No impact was seen with black girls who were taught by black teachers in the primary grades, while academic performance for Hispanic students who were assigned to Hispanic teachers declined.
Although race-matching is not a silver bullet you do what you can which invites the questions: how many black teachers run 3rd, 4th and 5th grade classrooms; how many poor, male, black students are strategically assigned to these classrooms?
The National Center for Education Statistics reports there are 3.6 million teachers in the United States; most are white females.
In 2004, 8% of teachers were Black but by 2016 just 7% were Black — a decline of 13%. Hispanic teachers were up 50% and Asian teachers were up 100%.
With this noted, teacher impact is dwarfed by family impact. Decades of studies show student success is driven by occupational prestige of the father and education level of the mother.
Population adjusted data for New Rochelle from 2000 to 2018 shows our White cohort is down 13% in the City and down 17% in the District, our Hispanic cohort is up 58% in the City and up 46% in the District. Our Black cohort is up 9% in the City but down 25% in the District. We lost 680 White students and gained 1,123 Hispanic students as you might expect but shockingly lost 650 black students.
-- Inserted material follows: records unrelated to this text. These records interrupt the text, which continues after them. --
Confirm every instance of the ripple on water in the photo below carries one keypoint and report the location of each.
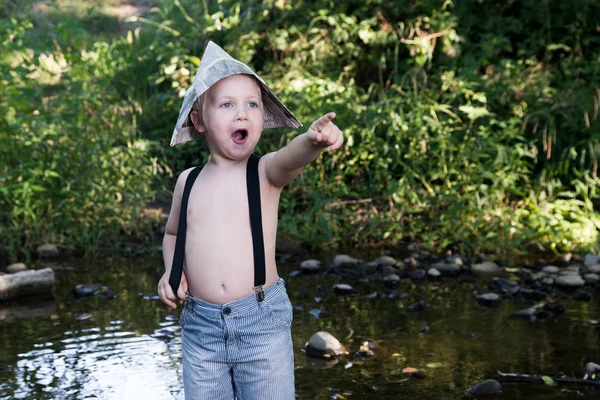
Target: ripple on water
(106, 362)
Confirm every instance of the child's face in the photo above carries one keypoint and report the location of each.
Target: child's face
(233, 117)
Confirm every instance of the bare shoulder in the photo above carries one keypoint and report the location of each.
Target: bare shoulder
(265, 170)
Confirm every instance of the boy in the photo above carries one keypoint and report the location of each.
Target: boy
(236, 337)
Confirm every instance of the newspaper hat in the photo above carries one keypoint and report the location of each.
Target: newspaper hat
(216, 64)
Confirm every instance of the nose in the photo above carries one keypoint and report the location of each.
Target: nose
(241, 113)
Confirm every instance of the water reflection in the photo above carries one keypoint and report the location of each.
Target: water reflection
(107, 362)
(130, 347)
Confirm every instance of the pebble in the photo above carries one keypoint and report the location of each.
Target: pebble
(17, 267)
(489, 386)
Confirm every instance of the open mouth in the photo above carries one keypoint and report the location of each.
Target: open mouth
(240, 136)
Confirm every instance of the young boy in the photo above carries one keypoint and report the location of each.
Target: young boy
(236, 337)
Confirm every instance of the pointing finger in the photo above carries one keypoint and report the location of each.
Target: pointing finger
(323, 121)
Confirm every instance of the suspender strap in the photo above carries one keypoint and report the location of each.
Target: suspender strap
(254, 206)
(177, 266)
(258, 246)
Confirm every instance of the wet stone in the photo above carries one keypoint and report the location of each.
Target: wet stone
(488, 268)
(529, 294)
(17, 267)
(591, 278)
(417, 274)
(420, 305)
(570, 280)
(434, 273)
(388, 270)
(551, 269)
(594, 269)
(502, 283)
(488, 299)
(446, 268)
(457, 260)
(591, 259)
(583, 295)
(487, 387)
(87, 290)
(310, 266)
(391, 280)
(324, 343)
(343, 289)
(344, 260)
(47, 250)
(549, 281)
(385, 260)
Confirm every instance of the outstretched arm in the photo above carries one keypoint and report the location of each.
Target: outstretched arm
(164, 289)
(286, 164)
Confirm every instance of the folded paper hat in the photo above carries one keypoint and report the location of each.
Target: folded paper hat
(215, 65)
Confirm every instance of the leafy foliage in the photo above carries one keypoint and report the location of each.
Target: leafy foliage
(470, 125)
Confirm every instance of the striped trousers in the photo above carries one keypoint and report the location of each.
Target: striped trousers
(240, 350)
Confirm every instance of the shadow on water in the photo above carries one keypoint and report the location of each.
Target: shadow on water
(129, 346)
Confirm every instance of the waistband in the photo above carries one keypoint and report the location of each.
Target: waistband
(237, 307)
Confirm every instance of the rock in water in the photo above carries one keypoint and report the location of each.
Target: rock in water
(486, 387)
(47, 250)
(17, 267)
(344, 260)
(310, 266)
(488, 300)
(570, 281)
(324, 344)
(487, 268)
(25, 283)
(343, 289)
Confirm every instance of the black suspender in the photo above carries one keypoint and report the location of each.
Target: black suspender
(258, 246)
(254, 206)
(177, 266)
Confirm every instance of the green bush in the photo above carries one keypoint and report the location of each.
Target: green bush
(471, 126)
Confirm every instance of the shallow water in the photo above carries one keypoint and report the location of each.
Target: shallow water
(129, 347)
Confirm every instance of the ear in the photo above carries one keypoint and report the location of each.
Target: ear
(195, 117)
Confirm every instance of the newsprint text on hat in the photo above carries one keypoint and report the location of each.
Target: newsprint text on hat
(215, 65)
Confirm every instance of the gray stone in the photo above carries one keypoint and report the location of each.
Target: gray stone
(486, 387)
(488, 268)
(47, 250)
(388, 270)
(538, 275)
(446, 268)
(417, 274)
(310, 266)
(488, 299)
(574, 268)
(391, 279)
(570, 281)
(591, 259)
(458, 260)
(17, 267)
(344, 260)
(594, 269)
(548, 281)
(551, 269)
(342, 288)
(591, 278)
(434, 273)
(385, 260)
(322, 343)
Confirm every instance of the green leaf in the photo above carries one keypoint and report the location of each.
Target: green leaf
(548, 381)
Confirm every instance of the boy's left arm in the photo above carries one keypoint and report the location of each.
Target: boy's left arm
(286, 164)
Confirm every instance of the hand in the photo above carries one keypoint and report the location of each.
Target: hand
(325, 133)
(166, 293)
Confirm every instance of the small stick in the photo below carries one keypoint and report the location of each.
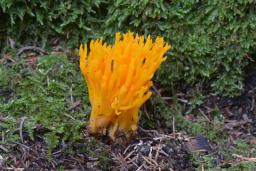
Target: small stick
(31, 48)
(173, 127)
(204, 115)
(245, 158)
(21, 126)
This Board should be asking, where did these black students go?
Are our schools experiencing black flight?
Are black families pulling their children from the public schools?
Your Phase I data is based solely on school-age youngsters in New Rochelle public schools.
Is it not also worth exploring data on students who live in New Rochelle but attend private schools; might that explain what happened to the “missing” black students?
Consider that students who attend private schools are as a cohort higher performing and more likely to graduate and aspire to college.
Is the struggle to close the achievement gap for black students explained by the loss of the best and brightest black students?
Does that not suggest a silver bullet? Attract and retain lost black students?
Does it not also suggest that excluding out-of-District students and the decision not to disaggregate student performance data by occupational prestige of the father and educational level of the mother but rather only on race, ethnicity and reduced or free lunch is fundamentally misleading, both suggesting racism to some where none may exist and likely leading the Board and Administration to make policy decisions based on flawed and misleading data that might further widen the achievement gap?